O ministro Celso de Mello, do Supremo Tribunal Federal (STF), concedeu liminar em Habeas Corpus (HC 106124) impetrado pela Defensoria Pública da União em favor do prefeito cassado de Itaperuçu (PR) José de Castro França e suspendeu, até o julgamento final do HC, o curso do inquérito policial em tramitação no Tribunal Regional Federal da 4ª Região (TRF-4). O inquérito foi aberto para apurar suposto crime de desobediência (previsto no Decreto-lei 201/67) atribuído ao prefeito por não ter incluído, no orçamento do município, verba necessária ao pagamento de um precatório.
Ocorre que a ordem de processamento de precatórios tem caráter administrativo e seu descumprimento não caracteriza o cometimento do delito definido no inciso XIV do artigo 1º do Decreto-lei nº 201/67 (“deixar de cumprir ordem judicial”). Embora a questão seja objeto de pacífica jurisprudência nos tribunais, o inquérito policial contra o prefeito prosseguiu, sem que houvesse pedido do Ministério Público para seu arquivamento. No TRF-4, por decisão monocrática do desembargador relator, o inquérito foi arquivado diante da atipicidade da conduta, o que levou o Ministério Público Federal a recorrer ao STJ.
Em sua decisão, o ministro Celso de Mello considera irrepreensível o entendimento do STJ de que somente o Ministério Público, que detém o monopólio da titularidade da ação penal pública e a exerce em nome do Estado, tem legitimidade para pedir o arquivamento do inquérito. Por isso, cabe ao juiz ou ao Tribunal determinar tal arquivamento somente quando assim o requerer o Ministério Público. Esse entendimento não impede, porém, que o magistrado, ao verificar a ausência de tipicidade penal dos fatos investigados, reconheça a configuração de constrangimento ilegal e exerça seu dever-poder, concedendo, de ofício, habeas corpus ao investigado.

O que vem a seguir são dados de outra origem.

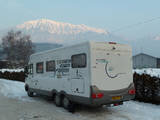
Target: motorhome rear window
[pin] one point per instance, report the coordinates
(50, 66)
(79, 60)
(39, 67)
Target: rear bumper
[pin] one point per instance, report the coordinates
(106, 99)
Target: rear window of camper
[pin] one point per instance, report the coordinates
(79, 60)
(39, 67)
(50, 66)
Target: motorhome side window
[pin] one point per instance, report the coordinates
(39, 67)
(30, 68)
(50, 66)
(79, 60)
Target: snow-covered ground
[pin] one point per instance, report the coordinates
(38, 109)
(11, 70)
(150, 71)
(13, 89)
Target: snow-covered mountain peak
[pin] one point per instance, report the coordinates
(54, 27)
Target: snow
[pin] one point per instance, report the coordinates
(55, 27)
(130, 110)
(11, 70)
(150, 71)
(13, 89)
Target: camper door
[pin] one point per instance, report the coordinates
(78, 72)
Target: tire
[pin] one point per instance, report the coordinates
(68, 105)
(58, 100)
(30, 94)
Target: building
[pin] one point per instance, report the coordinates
(145, 61)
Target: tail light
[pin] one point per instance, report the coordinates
(97, 95)
(112, 43)
(132, 91)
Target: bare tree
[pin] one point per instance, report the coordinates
(17, 47)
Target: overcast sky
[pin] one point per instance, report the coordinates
(107, 14)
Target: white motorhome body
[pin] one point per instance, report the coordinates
(91, 73)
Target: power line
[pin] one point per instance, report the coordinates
(134, 25)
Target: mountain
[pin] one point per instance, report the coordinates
(39, 47)
(44, 32)
(50, 31)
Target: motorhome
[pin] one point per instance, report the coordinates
(89, 73)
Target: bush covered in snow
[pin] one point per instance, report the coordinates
(147, 87)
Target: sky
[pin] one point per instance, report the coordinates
(106, 14)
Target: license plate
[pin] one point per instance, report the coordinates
(116, 97)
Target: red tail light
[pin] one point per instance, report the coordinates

“É certo que o inquérito policial não pode ter o seu arquivamento ordenado, ex officio, pelo Poder Judiciário, cuja decisão, nesse tema, depende de pedido expressamente formulado pelo Ministério Público, nos casos de delitos suscetíveis de persecução mediante ação penal de iniciativa pública. Não obstante tal entendimento, pode o magistrado, se eventualmente vislumbrar, em determinado procedimento persecutório, a ausência de tipicidade penal dos fatos investigados, reconhecer a configuração de injusto constrangimento, e, em consequência, exercendo o dever-poder que lhe confere o ordenamento positivo (CPP, art. 654, § 2º), conceder, ex officio, ordem de habeas corpus em favor daquele que sofre ilegal coação por parte do Estado. Tal, porém, não sucedeu na espécie, eis que o Tribunal apontado como coator [STJ] deixou de exercer a prerrogativa fundada no art. 654, § 2º, do CPP, muito embora o fato sob apuração aparentasse desprovido da necessária adequação típica”, salientou Celso de Mello.

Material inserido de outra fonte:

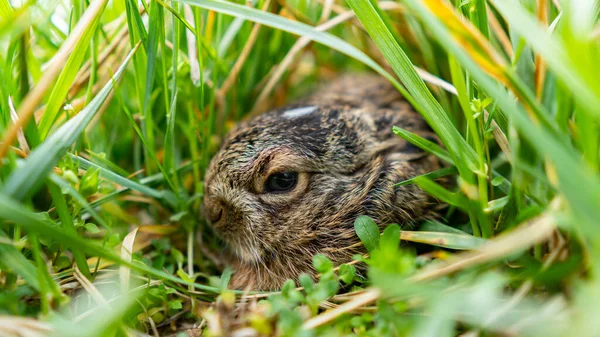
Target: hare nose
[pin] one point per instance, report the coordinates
(214, 210)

No HC dirigido ao Supremo, a Defensoria Pública da União sustentou que a decisão do STJ, cuja eficácia foi suspensa pela liminar concedida pelo ministro Celso de Mello, resultou na reabertura de procedimento investigativo em torno de fato destituído de tipicidade penal, o que caracterizaria injusto constrangimento ao investigado. A Defensoria alegou ausência de justa causa para o prosseguimento da investigação, tendo em visto que se apura “fato reconhecidamente atípico, gerando injusto constrangimento ao paciente”.